Actually, my guess it that whatever it is, it wont be Notting Hill. Too expensive, and we prefer to mix with a lower class of people. Also, it seems clear to me that if there is any benefit to living in London, it is the opportunity to be in a neighbourhood with a funny sounding name, and "notting" is in the 49th percentile, considerably below "shoreditch" and "tufnell." But if anybody has a suggested location (postal codes, please -- the search engines ask for them) for places where residence is not too obscenely expensive, schools are good enough for our brilliant daughter, and the atmosphere caters both to doggies and gourmands, then we will grateful for suggestions.
This is, by the way, the "news" I have cryptically mentioned a couple of times. Our little family is pulling up its carefully cultivated Massachusetts roots and will be adding its own little brdašce to the London Balkanscape. The Ethniette will acquire one of those accents you hear on late night radio saying "oh seven hours, Greenwich mean time" (I intend to keep my Northwest monotone, thank you very much), Sig.ra Ethnia will ply her trade in that foreign land, and I will be Senior Lecturer in Southeast European Politics at UCL's dear old SSEES. As for Lajoš, the vet has stuck one of those horrifying chips into him, so now he will have the added marginal utility of being able to store phone numbers or recipes or something.

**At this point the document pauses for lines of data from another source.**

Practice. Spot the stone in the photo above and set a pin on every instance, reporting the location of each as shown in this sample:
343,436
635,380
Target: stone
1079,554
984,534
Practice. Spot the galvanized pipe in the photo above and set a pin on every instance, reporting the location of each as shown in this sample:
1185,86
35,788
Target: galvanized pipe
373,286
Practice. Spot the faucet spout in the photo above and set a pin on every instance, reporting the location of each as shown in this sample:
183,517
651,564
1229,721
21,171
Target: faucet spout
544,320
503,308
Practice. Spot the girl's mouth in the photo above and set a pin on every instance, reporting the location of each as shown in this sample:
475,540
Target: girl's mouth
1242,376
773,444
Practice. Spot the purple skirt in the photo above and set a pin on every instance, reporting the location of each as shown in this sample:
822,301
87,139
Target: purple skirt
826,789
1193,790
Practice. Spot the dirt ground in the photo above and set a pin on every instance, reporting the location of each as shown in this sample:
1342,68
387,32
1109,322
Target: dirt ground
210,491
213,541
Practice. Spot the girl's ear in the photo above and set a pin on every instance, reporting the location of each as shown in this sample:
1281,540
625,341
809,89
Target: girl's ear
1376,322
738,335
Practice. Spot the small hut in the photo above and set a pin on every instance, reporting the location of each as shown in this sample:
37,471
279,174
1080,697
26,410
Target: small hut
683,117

Of course I am absolutely thrilled to join up with the outstanding existing faculty there and with the hugely talented people who will be coming in at the same time as me. Add to this the incredible crew of people at other universities in London and elsewhere in the UK (you know who you are), and it is not hard to see where the new Balkanological paradise is coming together. As much as it is the džob of my dreams, I will do my best never to become one of those things they call an "expat." More of a gastarbajter, I should think.
The coming year will be tough. The family will be separated for some portion of it, and we will have to learn to like jellied eels. But mostly I am stunned by my good fortune, and constantly remembering the pop song line, "when you come from a background of bargain bins, you're bound to fear it ends where it begins." It still seems improbable to me, sitting as I am here in Budapest with three weeks worth of stinky t-shirts and socks from the student trip drying to the eclectic sounds of Radio Petöfi.
My colleagues in the Clark University sociology department, who I hope will come to visit us in London, have been informed. I still have to resolve with the administration under what conditions I will be departing. And I told the students who were travelling with me, who were very sweet in offering me their congratulations and a parting gift of 250 grammes of espresso.